The race to see who will replace Nicola Sturgeon as Scotland’s first minister is heating up with the two leading candidates presenting very different values as they make their pitches to party colleagues.
Scotland’s First Minister Nicola Sturgeon announced she was stepping down from the leadership role last week having led the Scottish Nationalist Party for 8 years. In recent months Sturgeon had been under pressure over the party’s push for gender self ID laws and a renewed push for Scottish independence.
In contention for the leadership position is finance minister Kate Forbes and health secretary Humza Yousaf and they have diametrically opposed views on LGBTIQA+ rights.
Forbes has said that if she is elected leader, she will not challenge the UK government’s block of the recently passed transgender self ID laws. Forbes has outlined that she is personally opposed to allowing transgender people to change gender via a self-ID process and remains opposed to marriage equality.
Yousaf, who has emerged as the front runner, has told a press conference that he backs Sturgeon’s position on same-sex marriage, abortion clinic buffer zones, gender recognition, and banning conversion therapy practices. He says he will “absolutely” challenge Westminster’s attempt to stop the transgender self-ID laws from being passed.
Ash Regan, a third contender for the leadership position has been described by political analysts of having little hope of attracting significant votes. He is also opposed to transgender self-ID and quit Sturgeon’s government in protest over the recently passed bill. Following Forbes statement about marriage, Regan released a statement declaring he fully supported same-sex marriage.
Senior party figures have been urged the leadership candidates to discuss other issues beyond transgender recognition, warning that there is a growing hostility towards transgender people in the country. The Greens, who are in a power sharing arrangement with the party have warned that failing to defend the transgender self-ID laws may put their political partnership in jeopardy.
Forbes, who is an evangelical Christian, has said she would defend everyone’s rights if she elected leader.
“In a pluralistic, tolerant society, I will defend to the hilt everybody’s rights to live and to love free of harassment and fear. I would hope that I might be afforded the same freedom and the same right to believe and practice fairly mainstream views that are actually common across the mainstream religions, in terms of Islam and so on.”
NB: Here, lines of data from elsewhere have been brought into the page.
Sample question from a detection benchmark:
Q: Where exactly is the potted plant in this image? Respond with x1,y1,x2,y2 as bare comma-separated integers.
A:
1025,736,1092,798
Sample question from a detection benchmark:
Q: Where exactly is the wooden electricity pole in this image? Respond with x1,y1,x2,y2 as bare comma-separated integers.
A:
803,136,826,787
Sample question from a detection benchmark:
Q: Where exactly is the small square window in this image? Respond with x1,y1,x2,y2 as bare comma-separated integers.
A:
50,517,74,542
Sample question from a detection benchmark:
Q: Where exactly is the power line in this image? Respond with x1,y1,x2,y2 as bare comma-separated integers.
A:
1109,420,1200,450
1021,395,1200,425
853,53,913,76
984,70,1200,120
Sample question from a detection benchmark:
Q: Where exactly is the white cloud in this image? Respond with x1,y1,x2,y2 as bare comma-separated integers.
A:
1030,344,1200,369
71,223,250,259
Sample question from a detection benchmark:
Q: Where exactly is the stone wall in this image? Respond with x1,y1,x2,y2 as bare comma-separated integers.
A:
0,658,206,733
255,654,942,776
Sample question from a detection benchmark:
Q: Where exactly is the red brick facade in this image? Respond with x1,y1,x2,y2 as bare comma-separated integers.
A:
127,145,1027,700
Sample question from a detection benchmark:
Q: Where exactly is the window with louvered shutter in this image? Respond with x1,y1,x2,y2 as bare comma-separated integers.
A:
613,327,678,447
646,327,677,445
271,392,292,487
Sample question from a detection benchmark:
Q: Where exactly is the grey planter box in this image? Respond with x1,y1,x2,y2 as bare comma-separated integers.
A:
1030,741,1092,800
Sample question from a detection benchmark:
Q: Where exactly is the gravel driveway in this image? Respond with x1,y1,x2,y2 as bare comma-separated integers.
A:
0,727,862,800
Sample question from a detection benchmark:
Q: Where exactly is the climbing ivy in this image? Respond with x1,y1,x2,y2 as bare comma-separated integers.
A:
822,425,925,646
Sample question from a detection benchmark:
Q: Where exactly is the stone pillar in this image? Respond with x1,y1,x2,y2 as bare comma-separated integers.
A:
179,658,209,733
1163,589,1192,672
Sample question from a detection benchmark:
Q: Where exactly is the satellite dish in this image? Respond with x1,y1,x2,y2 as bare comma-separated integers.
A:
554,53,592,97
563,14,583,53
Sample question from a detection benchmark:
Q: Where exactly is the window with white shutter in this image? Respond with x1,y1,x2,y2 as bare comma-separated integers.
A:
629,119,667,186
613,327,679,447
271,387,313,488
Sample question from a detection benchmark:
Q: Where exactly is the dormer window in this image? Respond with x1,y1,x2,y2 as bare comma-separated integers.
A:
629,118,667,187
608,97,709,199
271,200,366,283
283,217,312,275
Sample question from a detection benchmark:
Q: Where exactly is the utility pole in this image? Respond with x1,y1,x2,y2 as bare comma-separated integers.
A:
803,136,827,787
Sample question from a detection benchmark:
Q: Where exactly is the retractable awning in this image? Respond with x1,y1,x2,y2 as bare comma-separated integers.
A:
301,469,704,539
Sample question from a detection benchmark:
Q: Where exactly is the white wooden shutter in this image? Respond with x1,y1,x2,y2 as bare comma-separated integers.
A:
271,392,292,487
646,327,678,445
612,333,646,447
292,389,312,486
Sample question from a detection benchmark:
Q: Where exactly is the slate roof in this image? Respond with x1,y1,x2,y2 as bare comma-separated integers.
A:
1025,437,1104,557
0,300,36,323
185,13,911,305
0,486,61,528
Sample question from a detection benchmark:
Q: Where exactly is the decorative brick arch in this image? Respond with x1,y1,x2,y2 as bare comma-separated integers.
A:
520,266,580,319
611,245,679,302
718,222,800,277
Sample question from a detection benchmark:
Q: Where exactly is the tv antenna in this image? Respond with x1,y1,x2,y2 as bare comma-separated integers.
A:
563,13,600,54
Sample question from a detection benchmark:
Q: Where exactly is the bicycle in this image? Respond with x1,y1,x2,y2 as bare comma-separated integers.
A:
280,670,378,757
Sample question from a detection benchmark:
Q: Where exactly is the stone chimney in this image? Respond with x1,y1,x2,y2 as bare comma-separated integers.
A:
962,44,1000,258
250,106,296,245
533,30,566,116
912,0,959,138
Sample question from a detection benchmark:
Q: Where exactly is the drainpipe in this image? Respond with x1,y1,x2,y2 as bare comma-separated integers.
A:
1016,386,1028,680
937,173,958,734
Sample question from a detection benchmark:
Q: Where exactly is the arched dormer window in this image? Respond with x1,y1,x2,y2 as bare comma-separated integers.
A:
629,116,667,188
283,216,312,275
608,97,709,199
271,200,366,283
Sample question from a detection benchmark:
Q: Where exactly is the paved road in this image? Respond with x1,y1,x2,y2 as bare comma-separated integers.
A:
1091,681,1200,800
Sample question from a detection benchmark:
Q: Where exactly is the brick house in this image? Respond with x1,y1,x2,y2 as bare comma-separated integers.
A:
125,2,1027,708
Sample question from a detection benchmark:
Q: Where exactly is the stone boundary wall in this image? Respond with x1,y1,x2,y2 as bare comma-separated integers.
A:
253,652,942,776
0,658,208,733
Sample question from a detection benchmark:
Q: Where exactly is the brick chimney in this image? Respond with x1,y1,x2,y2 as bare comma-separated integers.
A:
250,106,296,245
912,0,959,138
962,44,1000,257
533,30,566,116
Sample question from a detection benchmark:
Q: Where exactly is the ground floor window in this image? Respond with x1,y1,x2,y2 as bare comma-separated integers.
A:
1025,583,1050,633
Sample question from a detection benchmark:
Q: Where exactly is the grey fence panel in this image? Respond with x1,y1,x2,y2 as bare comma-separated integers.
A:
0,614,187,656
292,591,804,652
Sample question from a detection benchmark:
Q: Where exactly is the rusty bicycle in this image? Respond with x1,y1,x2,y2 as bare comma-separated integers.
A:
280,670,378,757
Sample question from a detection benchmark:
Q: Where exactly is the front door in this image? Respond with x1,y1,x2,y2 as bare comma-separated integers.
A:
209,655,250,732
Yousaf, who is Muslim, said his track record showed that he made decision that were in the best interests of the country.
“People can look at my track record, but I don’t legislate on the basis of my faith. I do what I think is the best for the country.” he said.
Following Forbes comments outlining her opposition to marriage equality many of her backers have distanced themselves from her or withdrawn their support.
The politician told the BBC said she was undeterred in her leadership campaign saying the public were “longing for a politician to answer straight questions with straight answers.”
Forbes said she strongly believed that having sex outside marriage was wrong, and children should not be born out of wedlock.